Lesser Known Features of Postgresql

PostgreSQL, a renowned and reliable database system, is packed with a multitude of features that often go unnoticed. In this blog, we will shine a spotlight on these lesser-known gems, revealing their true potential. From fine-grained permissions at the column and row levels, enabling precise access control, to materialized views that optimize query performance by storing query results, and the clever "upsert" operation for streamlined data management, we will delve into the depths of PostgreSQL's hidden treasures. Whether you're a seasoned PostgreSQL user or just starting out, join us on this enlightening journey as we unlock the secrets of PostgreSQL's lesser-known features. Let's dive in!

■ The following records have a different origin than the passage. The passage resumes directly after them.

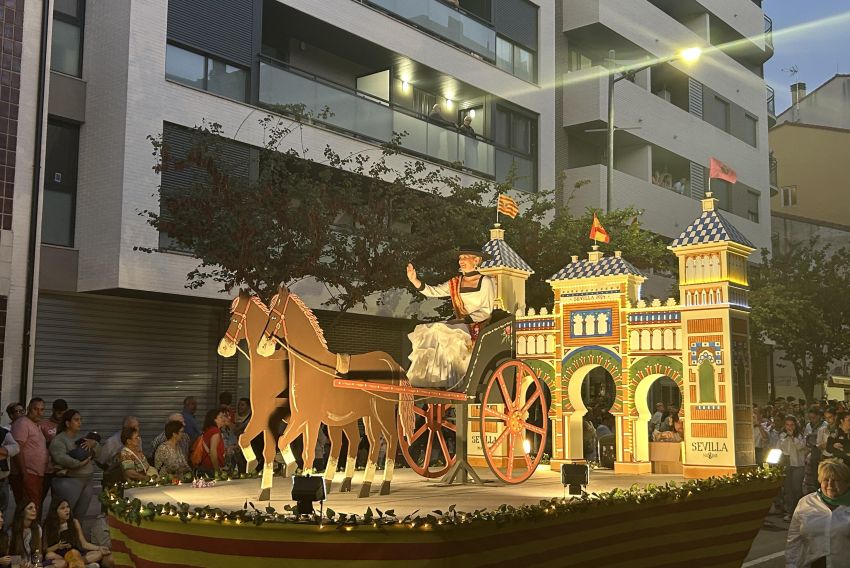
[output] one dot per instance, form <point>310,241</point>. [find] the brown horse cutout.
<point>269,398</point>
<point>313,397</point>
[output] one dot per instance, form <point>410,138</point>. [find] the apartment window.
<point>60,184</point>
<point>206,73</point>
<point>789,196</point>
<point>66,54</point>
<point>750,129</point>
<point>721,114</point>
<point>753,206</point>
<point>514,59</point>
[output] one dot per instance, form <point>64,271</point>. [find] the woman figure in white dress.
<point>441,351</point>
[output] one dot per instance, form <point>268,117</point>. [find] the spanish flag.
<point>507,206</point>
<point>598,232</point>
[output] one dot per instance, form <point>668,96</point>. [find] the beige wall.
<point>816,160</point>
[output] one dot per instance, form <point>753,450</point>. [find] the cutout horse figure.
<point>269,398</point>
<point>313,397</point>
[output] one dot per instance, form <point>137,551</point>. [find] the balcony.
<point>372,118</point>
<point>771,107</point>
<point>445,22</point>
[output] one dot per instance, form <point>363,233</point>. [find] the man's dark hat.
<point>473,250</point>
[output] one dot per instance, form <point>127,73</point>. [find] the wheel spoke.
<point>530,401</point>
<point>443,446</point>
<point>498,441</point>
<point>427,461</point>
<point>492,413</point>
<point>510,455</point>
<point>418,433</point>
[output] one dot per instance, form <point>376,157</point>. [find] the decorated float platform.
<point>623,521</point>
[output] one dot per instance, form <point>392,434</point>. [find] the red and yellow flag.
<point>719,170</point>
<point>507,206</point>
<point>598,232</point>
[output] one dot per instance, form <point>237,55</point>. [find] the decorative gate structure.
<point>699,340</point>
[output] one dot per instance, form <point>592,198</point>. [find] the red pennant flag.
<point>508,206</point>
<point>598,232</point>
<point>719,170</point>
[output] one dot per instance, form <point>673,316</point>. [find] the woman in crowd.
<point>441,350</point>
<point>169,458</point>
<point>133,462</point>
<point>63,533</point>
<point>819,535</point>
<point>793,446</point>
<point>25,536</point>
<point>74,455</point>
<point>213,442</point>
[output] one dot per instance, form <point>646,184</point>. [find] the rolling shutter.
<point>112,357</point>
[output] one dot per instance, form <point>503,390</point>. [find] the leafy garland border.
<point>133,511</point>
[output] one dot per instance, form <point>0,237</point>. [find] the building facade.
<point>115,330</point>
<point>672,117</point>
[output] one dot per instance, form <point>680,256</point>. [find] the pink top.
<point>33,445</point>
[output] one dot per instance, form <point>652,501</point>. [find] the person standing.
<point>30,464</point>
<point>75,457</point>
<point>819,535</point>
<point>190,423</point>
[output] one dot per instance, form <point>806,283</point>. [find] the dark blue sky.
<point>814,35</point>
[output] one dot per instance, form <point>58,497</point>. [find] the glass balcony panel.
<point>446,22</point>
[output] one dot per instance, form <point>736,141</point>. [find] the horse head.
<point>237,328</point>
<point>275,324</point>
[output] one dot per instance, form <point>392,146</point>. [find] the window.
<point>60,184</point>
<point>66,55</point>
<point>789,196</point>
<point>514,59</point>
<point>750,129</point>
<point>206,73</point>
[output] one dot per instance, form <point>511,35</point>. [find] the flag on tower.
<point>598,232</point>
<point>719,170</point>
<point>507,206</point>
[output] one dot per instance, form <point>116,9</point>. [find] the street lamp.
<point>615,73</point>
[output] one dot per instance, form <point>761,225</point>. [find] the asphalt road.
<point>768,550</point>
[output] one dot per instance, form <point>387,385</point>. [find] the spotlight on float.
<point>774,456</point>
<point>575,476</point>
<point>306,490</point>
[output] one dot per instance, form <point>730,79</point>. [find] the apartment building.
<point>670,117</point>
<point>115,330</point>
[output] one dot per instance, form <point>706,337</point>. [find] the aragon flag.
<point>598,232</point>
<point>719,170</point>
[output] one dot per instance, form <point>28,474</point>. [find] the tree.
<point>350,223</point>
<point>799,302</point>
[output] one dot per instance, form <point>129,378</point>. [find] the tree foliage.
<point>799,302</point>
<point>352,222</point>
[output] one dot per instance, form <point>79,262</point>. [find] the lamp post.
<point>616,74</point>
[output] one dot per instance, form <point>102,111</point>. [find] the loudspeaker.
<point>306,490</point>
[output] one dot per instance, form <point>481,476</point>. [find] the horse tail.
<point>405,409</point>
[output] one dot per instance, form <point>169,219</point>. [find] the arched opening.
<point>651,391</point>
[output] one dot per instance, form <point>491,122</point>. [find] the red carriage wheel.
<point>514,395</point>
<point>431,450</point>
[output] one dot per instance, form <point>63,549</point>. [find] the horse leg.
<point>371,462</point>
<point>352,432</point>
<point>335,434</point>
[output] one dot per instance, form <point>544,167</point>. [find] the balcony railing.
<point>376,119</point>
<point>768,33</point>
<point>445,22</point>
<point>771,101</point>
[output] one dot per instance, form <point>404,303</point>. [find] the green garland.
<point>132,510</point>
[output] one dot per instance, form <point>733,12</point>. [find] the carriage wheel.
<point>431,450</point>
<point>515,387</point>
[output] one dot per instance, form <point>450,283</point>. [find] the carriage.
<point>510,413</point>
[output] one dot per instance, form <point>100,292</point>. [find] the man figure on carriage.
<point>441,350</point>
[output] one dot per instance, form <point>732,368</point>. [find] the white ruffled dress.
<point>441,351</point>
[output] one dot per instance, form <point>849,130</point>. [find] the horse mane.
<point>311,317</point>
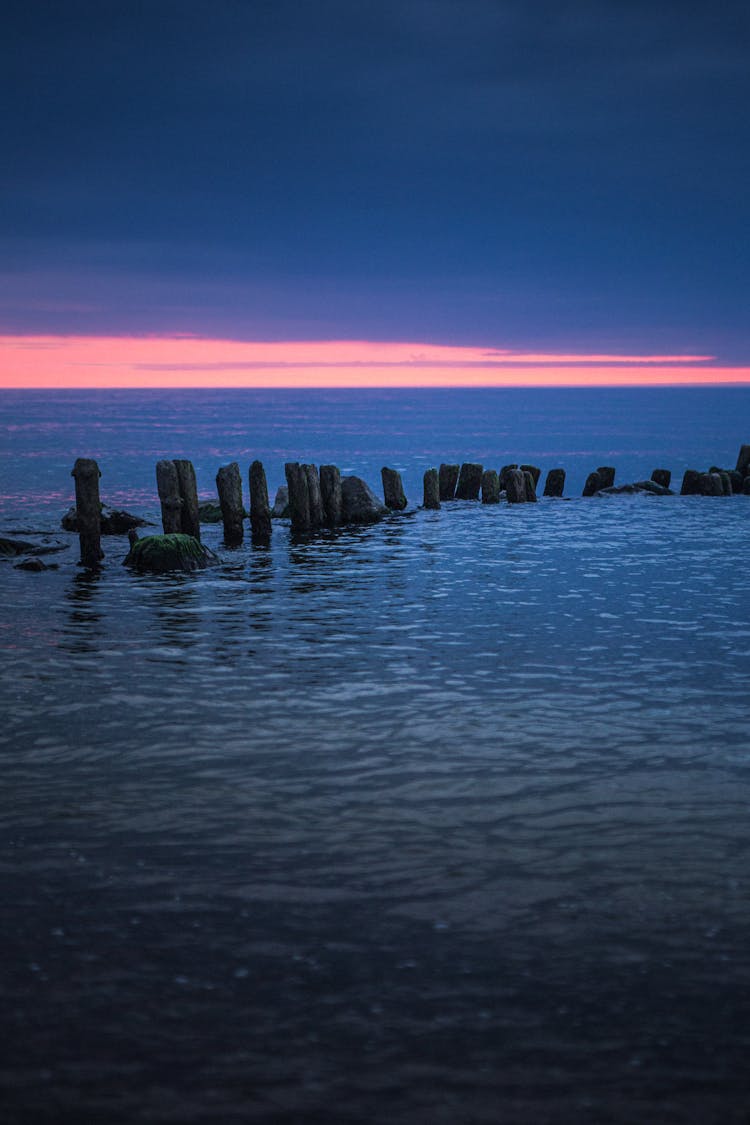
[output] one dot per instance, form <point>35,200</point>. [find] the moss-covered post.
<point>556,483</point>
<point>448,478</point>
<point>331,494</point>
<point>169,496</point>
<point>86,473</point>
<point>260,511</point>
<point>299,501</point>
<point>490,487</point>
<point>469,482</point>
<point>392,489</point>
<point>431,489</point>
<point>317,515</point>
<point>186,476</point>
<point>228,485</point>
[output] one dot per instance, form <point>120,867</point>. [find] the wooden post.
<point>331,494</point>
<point>469,482</point>
<point>431,484</point>
<point>448,478</point>
<point>593,484</point>
<point>260,510</point>
<point>86,473</point>
<point>186,476</point>
<point>299,500</point>
<point>554,483</point>
<point>392,489</point>
<point>228,485</point>
<point>490,487</point>
<point>169,495</point>
<point>515,486</point>
<point>317,515</point>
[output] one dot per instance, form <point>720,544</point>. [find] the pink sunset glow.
<point>189,361</point>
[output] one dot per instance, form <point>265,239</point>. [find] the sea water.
<point>440,820</point>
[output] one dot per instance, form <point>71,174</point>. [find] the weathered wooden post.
<point>490,487</point>
<point>299,498</point>
<point>469,482</point>
<point>448,479</point>
<point>593,484</point>
<point>260,511</point>
<point>228,485</point>
<point>554,483</point>
<point>317,515</point>
<point>431,489</point>
<point>331,494</point>
<point>689,483</point>
<point>661,477</point>
<point>186,476</point>
<point>392,489</point>
<point>169,495</point>
<point>86,473</point>
<point>515,486</point>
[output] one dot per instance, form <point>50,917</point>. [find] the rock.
<point>359,503</point>
<point>35,565</point>
<point>431,489</point>
<point>174,551</point>
<point>689,486</point>
<point>448,478</point>
<point>490,487</point>
<point>469,482</point>
<point>392,489</point>
<point>14,547</point>
<point>554,483</point>
<point>515,487</point>
<point>710,484</point>
<point>280,510</point>
<point>593,484</point>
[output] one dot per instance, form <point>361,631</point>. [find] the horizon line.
<point>163,362</point>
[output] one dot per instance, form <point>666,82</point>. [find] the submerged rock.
<point>175,551</point>
<point>359,503</point>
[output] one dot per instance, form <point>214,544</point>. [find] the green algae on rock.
<point>175,551</point>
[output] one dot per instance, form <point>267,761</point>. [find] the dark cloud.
<point>460,168</point>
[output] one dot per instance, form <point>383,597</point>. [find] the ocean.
<point>443,820</point>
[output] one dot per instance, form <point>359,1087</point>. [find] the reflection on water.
<point>443,820</point>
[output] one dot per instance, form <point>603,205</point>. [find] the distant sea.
<point>443,820</point>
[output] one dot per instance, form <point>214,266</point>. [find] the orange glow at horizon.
<point>107,362</point>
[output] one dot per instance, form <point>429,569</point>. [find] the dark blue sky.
<point>532,174</point>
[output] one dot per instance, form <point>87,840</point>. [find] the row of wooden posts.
<point>317,498</point>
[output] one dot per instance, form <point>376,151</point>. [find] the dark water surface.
<point>444,820</point>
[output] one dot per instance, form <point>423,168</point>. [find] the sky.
<point>491,178</point>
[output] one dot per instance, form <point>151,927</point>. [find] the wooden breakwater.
<point>316,498</point>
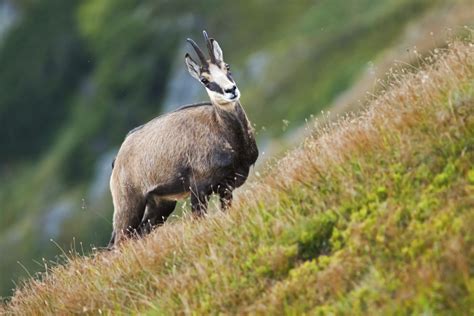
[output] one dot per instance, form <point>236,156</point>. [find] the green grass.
<point>372,215</point>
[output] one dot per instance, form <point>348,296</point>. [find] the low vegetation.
<point>372,215</point>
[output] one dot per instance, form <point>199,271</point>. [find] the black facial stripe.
<point>215,87</point>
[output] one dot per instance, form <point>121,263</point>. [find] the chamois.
<point>197,150</point>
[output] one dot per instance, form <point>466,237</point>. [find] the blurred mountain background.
<point>76,76</point>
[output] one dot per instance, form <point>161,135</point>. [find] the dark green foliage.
<point>42,61</point>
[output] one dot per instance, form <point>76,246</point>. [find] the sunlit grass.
<point>372,215</point>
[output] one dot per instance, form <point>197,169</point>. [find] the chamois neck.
<point>228,106</point>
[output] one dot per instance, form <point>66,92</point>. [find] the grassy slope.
<point>331,55</point>
<point>372,215</point>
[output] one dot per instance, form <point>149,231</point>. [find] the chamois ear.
<point>216,50</point>
<point>193,67</point>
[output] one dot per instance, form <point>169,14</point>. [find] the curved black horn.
<point>209,47</point>
<point>198,51</point>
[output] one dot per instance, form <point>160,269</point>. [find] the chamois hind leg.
<point>156,213</point>
<point>199,201</point>
<point>128,213</point>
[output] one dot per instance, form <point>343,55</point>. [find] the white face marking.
<point>220,78</point>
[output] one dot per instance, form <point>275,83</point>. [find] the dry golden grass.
<point>371,215</point>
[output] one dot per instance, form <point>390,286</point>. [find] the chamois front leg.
<point>225,197</point>
<point>199,202</point>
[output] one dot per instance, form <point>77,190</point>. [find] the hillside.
<point>372,215</point>
<point>76,76</point>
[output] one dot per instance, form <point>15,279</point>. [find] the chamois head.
<point>213,73</point>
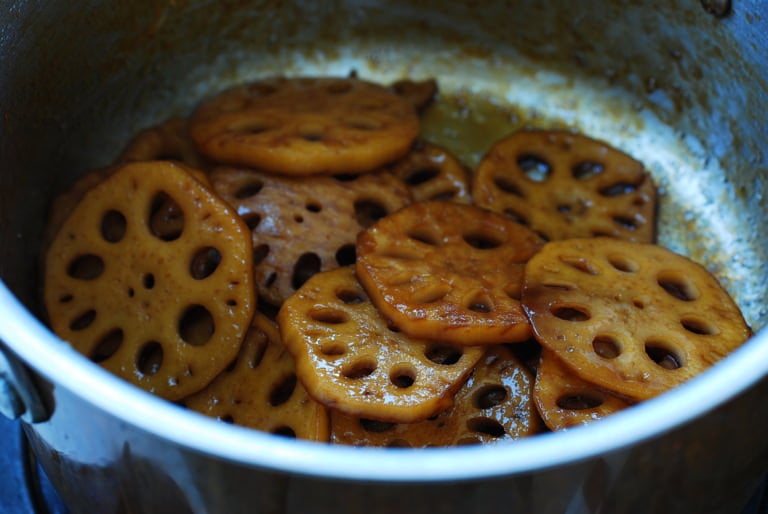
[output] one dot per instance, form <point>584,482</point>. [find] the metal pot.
<point>681,85</point>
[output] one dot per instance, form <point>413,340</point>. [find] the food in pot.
<point>405,305</point>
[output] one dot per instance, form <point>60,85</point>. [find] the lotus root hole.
<point>329,316</point>
<point>306,265</point>
<point>424,235</point>
<point>421,176</point>
<point>350,296</point>
<point>359,369</point>
<point>580,401</point>
<point>482,303</point>
<point>285,431</point>
<point>507,186</point>
<point>248,189</point>
<point>251,220</point>
<point>204,262</point>
<point>83,321</point>
<point>699,326</point>
<point>486,426</point>
<point>570,313</point>
<point>86,267</point>
<point>166,218</point>
<point>662,355</point>
<point>196,325</point>
<point>677,285</point>
<point>402,377</point>
<point>281,391</point>
<point>534,167</point>
<point>107,346</point>
<point>346,255</point>
<point>368,212</point>
<point>618,189</point>
<point>489,396</point>
<point>375,426</point>
<point>485,240</point>
<point>113,226</point>
<point>443,354</point>
<point>623,263</point>
<point>150,358</point>
<point>585,170</point>
<point>579,264</point>
<point>606,346</point>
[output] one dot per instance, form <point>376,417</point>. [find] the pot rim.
<point>35,344</point>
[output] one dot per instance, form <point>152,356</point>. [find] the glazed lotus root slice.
<point>566,185</point>
<point>433,173</point>
<point>633,318</point>
<point>260,390</point>
<point>303,126</point>
<point>493,405</point>
<point>303,225</point>
<point>151,277</point>
<point>564,400</point>
<point>351,358</point>
<point>447,271</point>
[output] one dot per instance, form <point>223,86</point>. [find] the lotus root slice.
<point>447,271</point>
<point>632,318</point>
<point>151,277</point>
<point>350,358</point>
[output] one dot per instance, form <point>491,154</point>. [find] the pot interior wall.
<point>679,89</point>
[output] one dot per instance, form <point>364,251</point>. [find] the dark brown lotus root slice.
<point>304,126</point>
<point>493,405</point>
<point>303,225</point>
<point>151,277</point>
<point>433,173</point>
<point>632,318</point>
<point>168,140</point>
<point>352,359</point>
<point>564,400</point>
<point>260,390</point>
<point>566,185</point>
<point>420,93</point>
<point>449,272</point>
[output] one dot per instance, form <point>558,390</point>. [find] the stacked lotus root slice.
<point>294,259</point>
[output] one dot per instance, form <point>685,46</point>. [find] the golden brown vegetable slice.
<point>302,126</point>
<point>493,405</point>
<point>260,390</point>
<point>564,400</point>
<point>632,318</point>
<point>151,276</point>
<point>447,271</point>
<point>168,140</point>
<point>565,185</point>
<point>303,225</point>
<point>433,173</point>
<point>350,358</point>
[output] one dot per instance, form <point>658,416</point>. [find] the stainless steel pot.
<point>682,89</point>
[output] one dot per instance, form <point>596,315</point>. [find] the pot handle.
<point>18,394</point>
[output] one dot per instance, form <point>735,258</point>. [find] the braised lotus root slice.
<point>303,126</point>
<point>151,277</point>
<point>447,271</point>
<point>566,185</point>
<point>564,400</point>
<point>420,93</point>
<point>633,318</point>
<point>433,173</point>
<point>303,225</point>
<point>260,390</point>
<point>168,140</point>
<point>493,405</point>
<point>352,359</point>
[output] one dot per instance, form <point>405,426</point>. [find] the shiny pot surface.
<point>679,88</point>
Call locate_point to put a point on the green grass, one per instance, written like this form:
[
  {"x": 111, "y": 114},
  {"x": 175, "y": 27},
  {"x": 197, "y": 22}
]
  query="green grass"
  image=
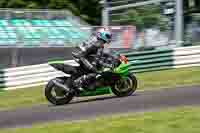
[
  {"x": 148, "y": 80},
  {"x": 182, "y": 120}
]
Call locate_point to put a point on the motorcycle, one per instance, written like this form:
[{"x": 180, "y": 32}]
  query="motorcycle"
[{"x": 119, "y": 80}]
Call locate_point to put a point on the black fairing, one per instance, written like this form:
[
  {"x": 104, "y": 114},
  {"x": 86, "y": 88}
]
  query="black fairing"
[{"x": 68, "y": 69}]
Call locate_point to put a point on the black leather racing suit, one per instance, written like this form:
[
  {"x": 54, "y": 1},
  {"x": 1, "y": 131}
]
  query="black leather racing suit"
[{"x": 91, "y": 47}]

You can download Postgres and pg-admin (tool to visualize data) from the below links:

Consider the below-created tables, for reference.

create a table if not exists "blogs"
(
    id serial primary key,
    title char(256) unique not null,
    author_email char(100) not null,
    description text,
    created timestamptz not null default current_timestamp
);

create a table if not exists "reviews"
(
    id serial primary key,
    user_email char(100) not null,
    rating_out_of_10 smallint constraint rating_range check (rating_out_of_10 between 0 and 10),
    blog_id int, constraint fk_blogs_id foreign key(blog_id) references blogs(id),
    created timestamptz not null default current_timestamp
);

Now, let's add some entries to the blogs and reviews table.

insert into blogs (title,author_email) values ('postgres', 'sahil@infocusp.com');
insert into blogs (title, author_email) values ('internal', 'sahil@infocusp.com');
insert into reviews (rating_out_of_10, user_email, blog_id) values (8, 'dummy@review', 1);
insert into reviews (rating_out_of_10, user_email, blog_id) values (10, 'fake@review', 2);

If you haven’t noticed yet, we have kept id serial, which is shorthand to assign auto-increment integer sequence as column type.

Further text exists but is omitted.